Biological signal retention: Age and disease-related effects remain or improve in models with unlearning, suggesting that useful signal is preserved while nuisance signal is attenuated.

Comparisons¶

Outperforms or complements traditional harmonization approaches by operating directly at the representation level within deep networks.
Demonstrates that adversarial unlearning is a viable alternative to purely image-level or feature-level statistical harmonization.

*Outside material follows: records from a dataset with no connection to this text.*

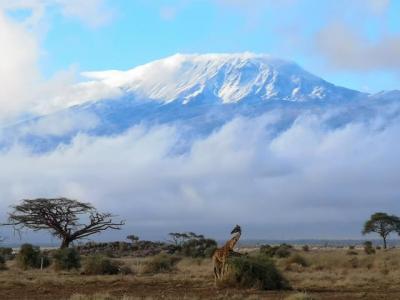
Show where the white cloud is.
[315,23,400,71]
[0,108,400,238]
[0,0,115,124]
[0,10,40,120]
[57,0,116,27]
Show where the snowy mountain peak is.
[83,52,359,104]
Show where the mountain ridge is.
[82,52,365,104]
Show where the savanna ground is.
[0,249,400,300]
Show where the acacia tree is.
[126,234,139,244]
[6,198,125,248]
[362,212,400,249]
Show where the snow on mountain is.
[0,53,400,152]
[83,53,361,104]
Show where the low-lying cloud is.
[0,106,400,243]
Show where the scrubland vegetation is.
[0,243,400,300]
[0,198,400,300]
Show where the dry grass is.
[0,249,400,300]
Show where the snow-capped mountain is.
[0,53,400,152]
[83,53,361,104]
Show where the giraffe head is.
[231,225,242,240]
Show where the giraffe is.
[212,225,242,285]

8. Strengths and Limitations¶

Strengths¶

Flexible and model-agnostic:
Can be attached to many CNN (or other encoder) architectures with minimal changes.
Handles multiple confounds concurrently.
Directly targets representation bias:
Encourages invariance precisely where it matters—inside the learned feature space.
Improves generalization:
Better cross-dataset performance and more reliable effect estimates.

Limitations¶

Hyperparameter sensitivity:
Performance depends on the choice of GRL scaling and loss weights.
Over-aggressive unlearning can remove task-relevant information.
Confound specification:
Requires explicit labels for nuisances (e.g., site IDs, scanner types).
Unobserved confounds may still leak into representations.

9. Context and Broader Impact¶

Relation to domain adaptation and fairness:
Connects to adversarial domain adaptation and fairness literature where GRL-based unlearning is used to remove protected attributes (e.g., gender, race) from embeddings.
Provides a concrete instantiation for neuroimaging where site/scanner is the “protected” attribute.
Impact on large-scale neuroimaging consortia:
Offers tools for harmonizing representations across datasets without discarding data or overly restricting models.
Supports multi-cohort analyses and meta-analyses with improved robustness to site confounds.

10. Key Takeaways¶

Adversarial unlearning can remove dataset/site bias from MRI-based deep models while retaining task-relevant information.
Gradient reversal layers enable simple, end-to-end implementation of unlearning in existing encoders.
Representation-level harmonization complements image-level methods like ComBat and MURD, offering additional control over confounds.
Multi-confound unlearning is feasible, allowing simultaneous control of site, scanner, and other nuisance variables.
Method is directly relevant to integration pipelines that rely on site-robust brain embeddings for gene–brain–behavior analysis.